Verse 1
II. THE APOSTOLIC OFFICE, 2 Corinthians 3:1 to 2 Corinthians 6:10.
1. It is above commendation, above Mosaicism, 2 Corinthians 3:1 to 2 Corinthians 4:6.
1. Again The last verse contains a powerful self-assertion, and St. Paul is immediately reminded that among the imputations reported by Titus as made against him was his self-eulogy; especially, perhaps, in 1 Corinthians 9:15; 1 Corinthians 9:21.
Some His Judaic opponents.
Epistles of commendation Recommendatory letters. Such letters all affiliated associations are obliged to use to authenticate messengers, or members, from one locality to another. Such, for instance, are our “certificates of membership” at the present day. Commendatory letters were in use among the Jews also; and in the early Church, the bishops furnished certifications for clergy circulating in other dioceses. By such letters was Apollos commended from Ephesus to Corinth. Acts 18:27. So Timothy is commended to the Corinthian Church in 1 Corinthians 16:10-11, and Titus and his comrades in this epistle, 2 Corinthians 8:18-19.

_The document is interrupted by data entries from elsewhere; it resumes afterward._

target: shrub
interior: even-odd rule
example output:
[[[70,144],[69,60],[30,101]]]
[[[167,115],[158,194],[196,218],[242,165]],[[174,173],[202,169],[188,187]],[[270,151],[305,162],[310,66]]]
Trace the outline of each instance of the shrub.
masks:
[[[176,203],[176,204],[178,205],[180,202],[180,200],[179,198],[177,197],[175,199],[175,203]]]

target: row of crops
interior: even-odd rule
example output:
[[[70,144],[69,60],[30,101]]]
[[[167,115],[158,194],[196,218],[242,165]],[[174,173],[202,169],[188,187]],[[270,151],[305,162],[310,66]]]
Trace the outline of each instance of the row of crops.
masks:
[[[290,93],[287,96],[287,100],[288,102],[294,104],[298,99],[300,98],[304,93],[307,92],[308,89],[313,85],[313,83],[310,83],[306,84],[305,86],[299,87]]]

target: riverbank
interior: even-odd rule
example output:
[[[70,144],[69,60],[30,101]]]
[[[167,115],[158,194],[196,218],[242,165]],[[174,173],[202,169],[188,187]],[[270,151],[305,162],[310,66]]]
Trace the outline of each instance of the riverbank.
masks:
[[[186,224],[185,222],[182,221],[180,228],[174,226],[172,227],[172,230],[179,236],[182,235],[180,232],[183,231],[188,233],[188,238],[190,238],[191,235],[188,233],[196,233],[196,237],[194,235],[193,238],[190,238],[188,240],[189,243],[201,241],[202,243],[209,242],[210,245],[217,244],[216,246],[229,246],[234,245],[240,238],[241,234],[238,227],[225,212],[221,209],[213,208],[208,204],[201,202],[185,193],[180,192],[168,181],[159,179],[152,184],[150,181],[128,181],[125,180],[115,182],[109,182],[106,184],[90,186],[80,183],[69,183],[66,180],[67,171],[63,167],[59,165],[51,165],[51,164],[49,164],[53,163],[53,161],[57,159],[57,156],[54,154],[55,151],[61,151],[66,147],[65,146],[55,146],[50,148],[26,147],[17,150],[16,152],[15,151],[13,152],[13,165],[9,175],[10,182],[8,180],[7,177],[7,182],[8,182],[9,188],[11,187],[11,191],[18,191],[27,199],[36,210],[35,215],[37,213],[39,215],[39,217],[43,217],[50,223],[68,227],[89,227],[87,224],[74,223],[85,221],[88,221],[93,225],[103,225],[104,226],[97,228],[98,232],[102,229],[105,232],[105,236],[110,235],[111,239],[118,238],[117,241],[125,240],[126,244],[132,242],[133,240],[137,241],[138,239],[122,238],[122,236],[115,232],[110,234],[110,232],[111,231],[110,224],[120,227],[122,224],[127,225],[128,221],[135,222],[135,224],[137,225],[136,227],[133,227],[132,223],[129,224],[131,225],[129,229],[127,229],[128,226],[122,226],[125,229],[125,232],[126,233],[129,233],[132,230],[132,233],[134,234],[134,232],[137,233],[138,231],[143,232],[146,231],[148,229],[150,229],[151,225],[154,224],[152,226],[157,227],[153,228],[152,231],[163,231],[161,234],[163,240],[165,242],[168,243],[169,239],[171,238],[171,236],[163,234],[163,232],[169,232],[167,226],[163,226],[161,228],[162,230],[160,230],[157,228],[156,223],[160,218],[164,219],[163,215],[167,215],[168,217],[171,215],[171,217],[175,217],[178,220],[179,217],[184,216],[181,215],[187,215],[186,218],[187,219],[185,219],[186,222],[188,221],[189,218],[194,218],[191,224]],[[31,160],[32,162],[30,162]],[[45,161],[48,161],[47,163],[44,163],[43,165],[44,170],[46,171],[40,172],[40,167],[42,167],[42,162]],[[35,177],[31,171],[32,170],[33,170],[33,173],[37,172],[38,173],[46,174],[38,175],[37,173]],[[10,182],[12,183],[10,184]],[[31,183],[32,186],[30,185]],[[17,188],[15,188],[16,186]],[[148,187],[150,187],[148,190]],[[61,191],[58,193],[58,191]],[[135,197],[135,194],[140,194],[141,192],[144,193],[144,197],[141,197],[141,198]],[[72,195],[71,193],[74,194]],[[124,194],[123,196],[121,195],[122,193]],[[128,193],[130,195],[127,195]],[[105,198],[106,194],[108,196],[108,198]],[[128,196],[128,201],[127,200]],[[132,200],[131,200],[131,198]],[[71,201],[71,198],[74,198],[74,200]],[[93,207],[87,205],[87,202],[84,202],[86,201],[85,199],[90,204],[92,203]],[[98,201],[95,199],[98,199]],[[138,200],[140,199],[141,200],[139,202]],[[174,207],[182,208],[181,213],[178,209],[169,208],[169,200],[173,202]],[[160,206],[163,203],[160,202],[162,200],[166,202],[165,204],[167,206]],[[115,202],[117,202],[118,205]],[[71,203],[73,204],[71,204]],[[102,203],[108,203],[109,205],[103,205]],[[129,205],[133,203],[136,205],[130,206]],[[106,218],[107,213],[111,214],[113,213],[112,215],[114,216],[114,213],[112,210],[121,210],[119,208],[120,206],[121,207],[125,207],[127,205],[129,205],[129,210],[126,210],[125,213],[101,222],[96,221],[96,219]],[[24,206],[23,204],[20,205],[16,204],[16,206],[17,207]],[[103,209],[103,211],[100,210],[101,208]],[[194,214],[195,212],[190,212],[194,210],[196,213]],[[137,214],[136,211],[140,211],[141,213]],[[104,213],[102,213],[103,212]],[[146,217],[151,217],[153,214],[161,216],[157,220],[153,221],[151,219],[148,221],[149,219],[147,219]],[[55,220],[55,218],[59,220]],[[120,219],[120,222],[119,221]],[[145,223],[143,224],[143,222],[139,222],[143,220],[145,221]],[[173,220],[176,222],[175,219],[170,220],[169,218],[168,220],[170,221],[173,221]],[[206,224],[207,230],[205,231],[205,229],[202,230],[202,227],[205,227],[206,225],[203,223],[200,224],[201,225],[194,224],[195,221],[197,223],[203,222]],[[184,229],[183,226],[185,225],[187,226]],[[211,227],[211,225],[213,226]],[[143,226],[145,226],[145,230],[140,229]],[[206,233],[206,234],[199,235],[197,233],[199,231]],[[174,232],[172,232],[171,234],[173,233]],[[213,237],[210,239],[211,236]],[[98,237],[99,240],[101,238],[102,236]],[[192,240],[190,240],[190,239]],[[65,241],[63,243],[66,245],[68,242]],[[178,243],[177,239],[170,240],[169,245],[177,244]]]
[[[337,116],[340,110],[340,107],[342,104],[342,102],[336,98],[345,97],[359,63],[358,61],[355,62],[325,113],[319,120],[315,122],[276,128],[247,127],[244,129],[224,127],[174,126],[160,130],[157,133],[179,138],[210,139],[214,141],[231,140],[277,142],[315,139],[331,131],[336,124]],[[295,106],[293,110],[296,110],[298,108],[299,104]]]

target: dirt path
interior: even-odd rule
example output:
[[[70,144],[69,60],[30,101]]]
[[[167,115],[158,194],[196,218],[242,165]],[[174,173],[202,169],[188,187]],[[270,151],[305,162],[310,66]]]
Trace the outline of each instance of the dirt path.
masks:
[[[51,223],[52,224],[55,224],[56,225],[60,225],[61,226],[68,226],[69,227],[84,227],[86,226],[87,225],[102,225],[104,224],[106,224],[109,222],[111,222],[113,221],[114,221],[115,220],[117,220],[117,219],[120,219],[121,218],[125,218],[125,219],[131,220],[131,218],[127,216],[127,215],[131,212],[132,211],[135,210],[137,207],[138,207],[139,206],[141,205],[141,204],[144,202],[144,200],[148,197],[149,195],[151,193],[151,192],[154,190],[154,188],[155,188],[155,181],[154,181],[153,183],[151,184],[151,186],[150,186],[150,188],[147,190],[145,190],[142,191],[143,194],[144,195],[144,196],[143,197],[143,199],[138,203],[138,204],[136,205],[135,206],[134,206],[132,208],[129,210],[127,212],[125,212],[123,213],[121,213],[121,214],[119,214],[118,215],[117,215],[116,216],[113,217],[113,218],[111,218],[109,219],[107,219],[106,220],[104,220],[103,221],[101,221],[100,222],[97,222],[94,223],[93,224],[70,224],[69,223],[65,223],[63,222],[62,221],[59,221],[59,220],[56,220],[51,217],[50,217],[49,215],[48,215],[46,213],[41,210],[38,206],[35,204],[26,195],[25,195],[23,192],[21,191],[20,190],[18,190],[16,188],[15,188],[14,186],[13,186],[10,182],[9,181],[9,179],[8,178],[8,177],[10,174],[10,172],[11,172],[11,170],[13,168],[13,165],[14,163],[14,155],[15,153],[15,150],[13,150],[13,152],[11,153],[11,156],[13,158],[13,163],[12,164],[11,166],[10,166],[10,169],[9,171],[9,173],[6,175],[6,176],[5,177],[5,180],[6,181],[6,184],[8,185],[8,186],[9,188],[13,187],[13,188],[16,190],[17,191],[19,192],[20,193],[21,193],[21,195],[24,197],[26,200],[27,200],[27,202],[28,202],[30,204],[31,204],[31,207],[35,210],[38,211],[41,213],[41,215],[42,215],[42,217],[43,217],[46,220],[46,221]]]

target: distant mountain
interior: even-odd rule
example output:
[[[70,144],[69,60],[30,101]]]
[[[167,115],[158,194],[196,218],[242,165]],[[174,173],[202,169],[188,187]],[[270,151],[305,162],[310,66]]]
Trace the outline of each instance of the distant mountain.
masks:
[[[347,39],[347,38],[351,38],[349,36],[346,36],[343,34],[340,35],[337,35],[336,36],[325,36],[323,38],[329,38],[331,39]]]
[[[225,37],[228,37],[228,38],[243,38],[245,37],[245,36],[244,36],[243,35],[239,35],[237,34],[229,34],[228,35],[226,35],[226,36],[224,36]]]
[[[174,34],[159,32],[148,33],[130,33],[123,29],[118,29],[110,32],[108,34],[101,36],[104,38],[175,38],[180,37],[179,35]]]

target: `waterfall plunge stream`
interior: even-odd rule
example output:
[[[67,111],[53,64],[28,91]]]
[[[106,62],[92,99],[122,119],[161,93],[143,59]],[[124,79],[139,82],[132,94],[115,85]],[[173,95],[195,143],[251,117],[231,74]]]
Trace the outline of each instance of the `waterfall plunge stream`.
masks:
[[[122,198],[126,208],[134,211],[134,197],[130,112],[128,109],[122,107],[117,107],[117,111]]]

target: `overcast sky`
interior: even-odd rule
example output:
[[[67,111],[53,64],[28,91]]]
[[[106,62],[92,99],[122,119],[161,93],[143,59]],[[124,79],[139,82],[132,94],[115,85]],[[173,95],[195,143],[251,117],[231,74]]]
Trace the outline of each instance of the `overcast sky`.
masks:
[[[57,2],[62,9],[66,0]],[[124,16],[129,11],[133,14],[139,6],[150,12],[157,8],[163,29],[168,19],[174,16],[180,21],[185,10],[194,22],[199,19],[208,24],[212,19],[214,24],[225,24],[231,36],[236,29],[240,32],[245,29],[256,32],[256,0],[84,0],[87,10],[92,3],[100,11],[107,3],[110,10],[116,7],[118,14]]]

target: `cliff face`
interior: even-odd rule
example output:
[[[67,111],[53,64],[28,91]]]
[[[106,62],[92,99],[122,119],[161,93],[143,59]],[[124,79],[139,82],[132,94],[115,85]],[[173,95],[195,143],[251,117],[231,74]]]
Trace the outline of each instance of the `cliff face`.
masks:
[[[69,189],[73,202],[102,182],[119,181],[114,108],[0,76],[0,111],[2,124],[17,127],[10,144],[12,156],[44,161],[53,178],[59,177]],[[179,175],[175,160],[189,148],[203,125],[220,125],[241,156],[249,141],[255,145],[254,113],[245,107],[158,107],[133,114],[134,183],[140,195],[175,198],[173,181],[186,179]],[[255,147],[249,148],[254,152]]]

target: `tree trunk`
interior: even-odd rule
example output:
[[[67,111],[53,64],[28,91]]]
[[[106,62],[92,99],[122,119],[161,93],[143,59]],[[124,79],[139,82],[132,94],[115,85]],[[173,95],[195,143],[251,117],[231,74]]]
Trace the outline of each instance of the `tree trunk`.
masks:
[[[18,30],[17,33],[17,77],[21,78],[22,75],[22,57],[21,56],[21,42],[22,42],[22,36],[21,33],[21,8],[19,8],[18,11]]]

To you The clear implication is, that his detractors came with such letters from somewhere. And the fountain head is indicated by the entire narration of Acts 15:1-33, as being at Jerusalem. See our notes on that passage. A set of ultra-Judaists came down from Jerusalem to Antioch, proclaiming that the retention of circumcision by Christians was necessary to salvation. St. Paul says, (Galatians 2:12,) that a similar set came to Antioch from James, the resident apostle at Jerusalem. And Renan, in his “St. Paul,” talks of “a counter-mission organized by James” against St. Paul, and assures us that James furnished the Judaists with credentials. All such fancies touching the conduct and position of that illustrious man are dispersed by Luke’s narration of his course towards the ultra-Judaic party at the Council of Jerusalem. Acts 15:1-33. The Judaic emissaries were a small extreme section, whom James refused to countenance. Doubtless the emissaries that now had come from Jerusalem were of the same type. In about a year from the time of writing this epistle, Paul and James met in council at Jerusalem, as described in Acts 21:18-20, where see notes; and James rejoiced in the labours and successes of our great apostle. Indeed, Luke’s narrative of the invasion of Antioch by the Judaists may be read as a fair type of their visitation at Corinth. The epistles of commendation they brought bore, doubtless, the signature, not of James, but of the ultra clique in Jerusalem.